God’s promises are clear. God is a compassionate Father who comforts his children. God is merciful. We are not crushed, in despair, abandoned or destroyed. No matter our outward circumstances, we do not lose heart. As heavy as life feels, glory weighs more. What we can see is temporary, but God is eternal.
This has been a hard year. My life has truly felt heavy, but glory weighs more. My light and momentary troubles are acheiving for me an eternal glory that outweighs them all.
Friends and family, as I say goodbye to 2009, I want to leave you with one final question:
Do you know Jesus?
Therefore, if anyone is in Christ, he is a new creation; the old has gone, the new has come!
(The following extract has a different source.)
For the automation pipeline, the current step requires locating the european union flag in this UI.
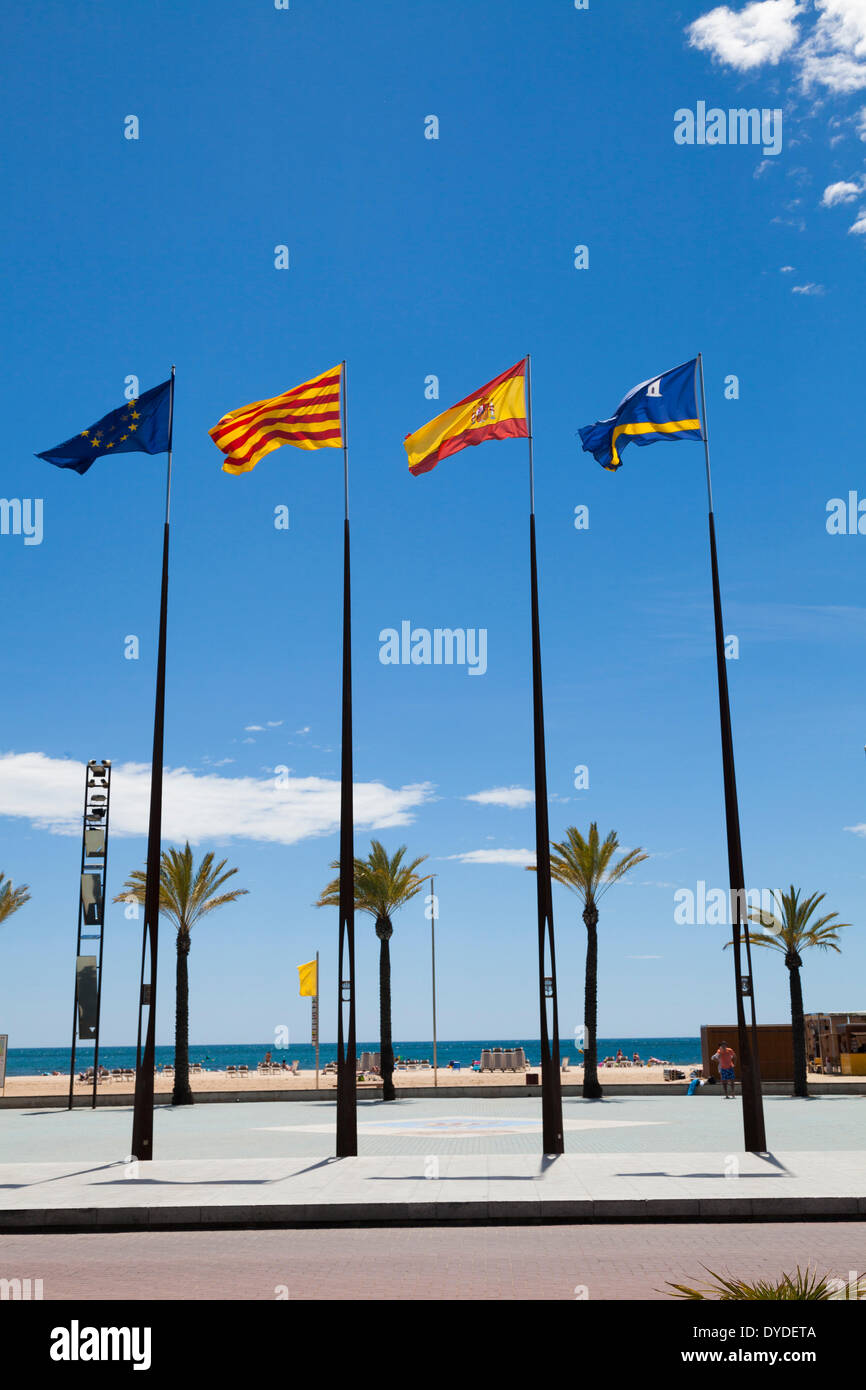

All this is from God, who reconciled us to himself through Christ and gave us the ministry of reconciliation: that God was reconciling the world to himself in Christ, not counting men’s sins against them. And he has committed to us the message of reconciliation. We are therefore Christ’s ambassadors, as though God were making his appeal through us. We implore you on Christ’s behalf: Be reconciled to God. God made him who had no sin to be sin for us, so that in him we might become the righteousness of God. 2 Corinthians 3:17-21
Jesus died for your sin so that you could be reconciled to God. I implore you: be reconciled to God.